09.05.2017 | aktual.: 28.03.2022 12:46
O sprawie poinformowała w poniedziałek "Rzeczpospolita". Jak czytamy, propozycję wprowadzenia zakazu telefonowania na pasach dla pieszych MSWIA zgłosiło do dyskusji w podzespole ds. służb mundurowych Rady Dialogu Społecznego.
Choć w innych krajach rozmowy przez telefon podczas przekraczania jezdni również stanowią poważny problem, "niemal nigdzie nie pojawiają się pomysły karania takich pieszych" - podkreślił Łukasz Zboralski z portalu BRD24.pl, zajmującego się bezpieczeństwem na drogach. - Obawiam się, że nowy przepis służyłby głównie poprawie policyjnych statystyk - dodał.
Co na to MSWiA?
Do artykułu "Zakaz rozmów na zebrze" odniosło się ministerstwo. - Informujemy, że w MSWiA nie są prowadzone żadne prace wprowadzające zakaz korzystania z telefonów komórkowych na przejściach dla pieszych - brzmi fragment oświadczenia.
Resort przyznał jednak, że w ramach Rady Dialogu Społecznego kwestie związane z bezpieczeństwem w ruchu drogowym są omawiane.
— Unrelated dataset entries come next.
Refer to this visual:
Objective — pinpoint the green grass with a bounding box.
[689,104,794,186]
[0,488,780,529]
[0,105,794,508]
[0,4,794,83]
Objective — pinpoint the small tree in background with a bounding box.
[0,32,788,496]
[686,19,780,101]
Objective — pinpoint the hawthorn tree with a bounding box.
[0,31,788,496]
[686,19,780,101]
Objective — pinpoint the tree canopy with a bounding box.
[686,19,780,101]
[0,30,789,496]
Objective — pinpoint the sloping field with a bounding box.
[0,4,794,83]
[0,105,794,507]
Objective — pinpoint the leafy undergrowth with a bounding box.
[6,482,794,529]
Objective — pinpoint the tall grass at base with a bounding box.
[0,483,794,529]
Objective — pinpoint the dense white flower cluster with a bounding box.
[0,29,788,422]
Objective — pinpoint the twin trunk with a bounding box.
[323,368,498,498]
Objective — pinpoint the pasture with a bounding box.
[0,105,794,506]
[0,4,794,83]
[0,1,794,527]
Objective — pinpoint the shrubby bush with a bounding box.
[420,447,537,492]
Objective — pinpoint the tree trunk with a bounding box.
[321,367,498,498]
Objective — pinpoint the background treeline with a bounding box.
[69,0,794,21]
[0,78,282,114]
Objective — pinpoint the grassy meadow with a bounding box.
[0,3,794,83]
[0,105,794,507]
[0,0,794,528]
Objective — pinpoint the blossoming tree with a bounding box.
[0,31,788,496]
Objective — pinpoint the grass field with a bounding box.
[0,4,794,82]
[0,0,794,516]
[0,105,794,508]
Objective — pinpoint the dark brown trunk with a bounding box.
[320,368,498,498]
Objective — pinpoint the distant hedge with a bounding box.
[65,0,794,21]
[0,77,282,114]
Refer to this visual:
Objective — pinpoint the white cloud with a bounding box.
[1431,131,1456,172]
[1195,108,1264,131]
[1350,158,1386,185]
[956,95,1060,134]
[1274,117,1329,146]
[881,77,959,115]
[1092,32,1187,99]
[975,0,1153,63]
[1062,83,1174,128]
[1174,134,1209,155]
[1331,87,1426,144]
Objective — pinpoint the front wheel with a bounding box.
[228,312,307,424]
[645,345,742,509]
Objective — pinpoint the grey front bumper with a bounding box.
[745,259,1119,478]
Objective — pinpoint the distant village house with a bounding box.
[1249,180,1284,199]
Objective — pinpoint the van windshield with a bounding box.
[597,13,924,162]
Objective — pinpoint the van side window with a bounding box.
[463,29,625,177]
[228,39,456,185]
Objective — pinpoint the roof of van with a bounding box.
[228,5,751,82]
Jak tłumaczyło MSWiA, mowa o działaniach profilaktycznych i edukacyjnych takich jak kampanie społeczne zwiększające świadomość pieszych i rowerzystów w ruchu drogowym.
Wiceminister swoje, ministerstwo swoje
Jak zwróciła uwagę "Rzeczpospolita", komunikat MSWiA stanowi sprostowanie oficjalnej wypowiedzi wiceministra Jarosława Zielińskiego. - Uprzejmie informuję, że problematyka dotycząca ewentualnych zmian w przepisach prawa skutkujących zwiększeniem bezpieczeństwa w ruchu drogowym ze szczególnym uwzględnieniem pieszych i rowerzystów, obejmująca również zakaz korzystania z telefonu komórkowego podczas przekraczania jezdni, została zgłoszona jako jeden z tematów Rady Dialogu Społecznego - poinformował zanim biuro prasowe resortu wydało oświadczenie.
Co więcej, ono też wcześniej przyznało, że pomysł jest "na bardzo wstępnym etapie".